Platforma Obywatelska nie poprze żadnego z kandydatów do fotela preyzdenta Radomia -  ani Kosztowniaka (PiS), ani Marcinkowskiego (Radomianie Razem) Zdecydowaliśmy tak po długich dyskusjach i rozmowach z wyborcami - mówią politycy i radni PO.

PO: nie popieramy żadnego kandydata 



Działacze Platformy przypomnieli na konferencji prasowej, że jeszcze podczas kamapnii wyborczej nie było prawdziwego dialogu, dyskusji na tematy programowe. - Owszem odpowiadaliśmy na pytania, braliśy udział w debatach, ale zabrakło prawdziwej wymiany poglądów dotyczącyh podstawowych problemów miasta - przekonuje Wojciech Gęsiak.

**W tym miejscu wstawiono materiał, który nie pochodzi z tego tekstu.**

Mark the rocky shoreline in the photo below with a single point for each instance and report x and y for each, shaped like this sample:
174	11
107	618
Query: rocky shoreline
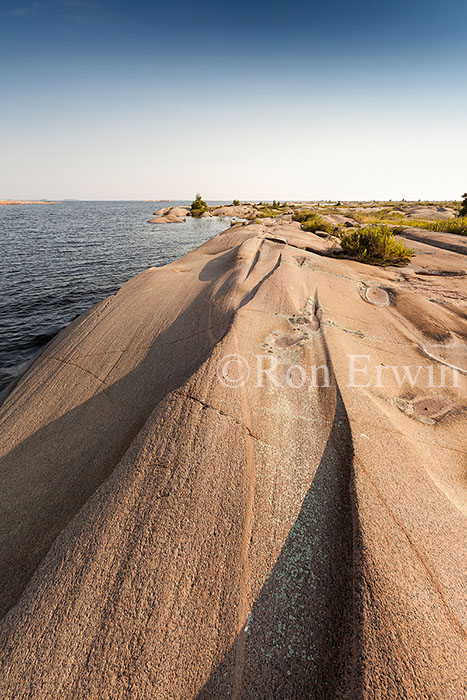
176	524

Zdaniem PO teraz również nikt nie podjął rozmów programowych. - Owszem spotykaliśmy się z przedstawicielami PiS, jednak o relaizacji naszego programu nie było mowy - dodaje uczesniczący w rozmowach senator Andrzej Łuczycki.

Poseł Ewa Kopacz zaznacza, że wyborcy Platformy nie mogą stać się kartą przetargową. - Będziemy popierać wszystkie rozsądne propozycje rady, takie które będą służyć Radomiowi i jego mieszkańcom - mówi Kopacz. - Ale na kupczenie stanowiskami nie zgadzamy się.

Zdaniem Gęsiaka dziś ani Platforma, ani jej wyborcy nie mają jasnej odpowiedzi na wiele nurtujących pytań. - Na przykład co nowa ekipa zamierza zrobić z długiem miasta? Czy projekt budżetu na przyszły rok, to cała wizja rozwoju miasta?- wylicza były kandydat partii na prezydenta Radomia.

Dlatego zdaniem polityków PO, każdy kto głosował na partię, powinien sam zdecydować na kogo odda głos. - Mocno zachęcamy do udziału w wyborach, bo frekwencja też ma wpływ na ostateczny wynik - przypominają radni Platformy. I podsumowują: trudno stwierdzić, który wybór jest lepszy.